Guarding the key border crossing between Portugal’s capital Lisbon and Spain’s capital Madrid, in an undulating, riverine landscape, the Garrison Town of Elvas was fortified extensively from the 17th to the 19th centuries to become the largest bulwarked dry ditch system in the world, with outlying forts built on surrounding hills to accommodate the changing needs of defensive warfare.
The town was supplied with water by the 7km-long Amoreira Aqueduct, built in the late 16th and early 17th centuries and a key feature enabling the stronghold to withstand a lengthy siege. Within the walls, the town contains extensive barracks and other military buildings, as well as churches and monasteries, some adapted to military functions. The property includes seven components: the Historic Centre, the Amoreira Aqueduct, the Fort of Santa Luzia, and the covered way linking it to the Historic Centre, the Fort of Graça, and the Fortlets of São Mamede, São Pedro and São Domingos.
The historic centre with its castle, remnant walls and civil and religious buildings demonstrate the development of Elvas as three successive walled towns from the 10th to the 14th century and its subsequent incorporation into the major fortification works of the Portuguese War of the Restoration period (1641-68), when a wide range of military buildings were built for its role as a garrison town.
The bulwarked fortifications of the town and the outlying Fort of Santa Luzia and Graça and fortlets of São Mamede, São Pedro and São Domingos reflect the evolution of the Dutch system of fortification into an outstanding dry-ditch defence system.
These surviving fortifications were begun in 1643 and comprise twelve forts inserted in an irregular polygon, roughly centred on the castle and making use of a landscape of hills. The bulwarks are battered, surrounded by a dry ditch and counterscarp and further protected by a number of ravelins. The fortifications were designed by the Dutch Jesuit Cosmander, based on the treaties of fortification engineer Samuel Marolois, whose work together with that of Simon Stevin and Adam Fritach launched the Dutch school of fortification worldwide.
In the 18th century the Fort of Graça was constructed in response to the development of longer-range artillery, as well as four fortlets to the west.

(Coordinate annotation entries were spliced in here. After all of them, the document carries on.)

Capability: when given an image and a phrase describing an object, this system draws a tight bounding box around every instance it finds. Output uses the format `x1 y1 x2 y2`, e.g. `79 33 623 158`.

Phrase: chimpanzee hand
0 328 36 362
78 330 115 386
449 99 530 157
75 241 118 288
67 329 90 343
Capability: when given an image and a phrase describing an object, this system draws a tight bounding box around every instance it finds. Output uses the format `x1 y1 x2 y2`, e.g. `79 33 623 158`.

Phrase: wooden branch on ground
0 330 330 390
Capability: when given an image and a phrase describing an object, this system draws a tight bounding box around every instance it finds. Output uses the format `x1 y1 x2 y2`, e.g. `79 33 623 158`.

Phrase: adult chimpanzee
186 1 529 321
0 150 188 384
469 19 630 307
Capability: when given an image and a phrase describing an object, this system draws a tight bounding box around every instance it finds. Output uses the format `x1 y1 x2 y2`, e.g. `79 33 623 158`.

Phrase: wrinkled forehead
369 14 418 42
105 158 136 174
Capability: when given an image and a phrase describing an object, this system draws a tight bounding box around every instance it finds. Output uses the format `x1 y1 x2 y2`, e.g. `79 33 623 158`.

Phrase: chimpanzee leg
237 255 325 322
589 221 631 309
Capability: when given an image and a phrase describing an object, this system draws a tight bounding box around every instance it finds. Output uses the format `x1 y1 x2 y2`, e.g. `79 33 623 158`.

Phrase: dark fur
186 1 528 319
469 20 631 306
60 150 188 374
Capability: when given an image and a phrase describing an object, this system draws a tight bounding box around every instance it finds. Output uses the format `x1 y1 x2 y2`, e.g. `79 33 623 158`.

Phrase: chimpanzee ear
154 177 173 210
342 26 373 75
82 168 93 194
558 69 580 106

As the remains of an enormous war fortress, Elvas is exceptional as a military landscape with visual and functional relationships between its fortifications, representing developments in military architecture and technology drawn from Dutch, Italian, French and English military theory and practice. Elvas is an outstanding demonstration of Portugal’s desire for land and autonomy, and the universal aspirations of European nation States in the 16th-17th centuries.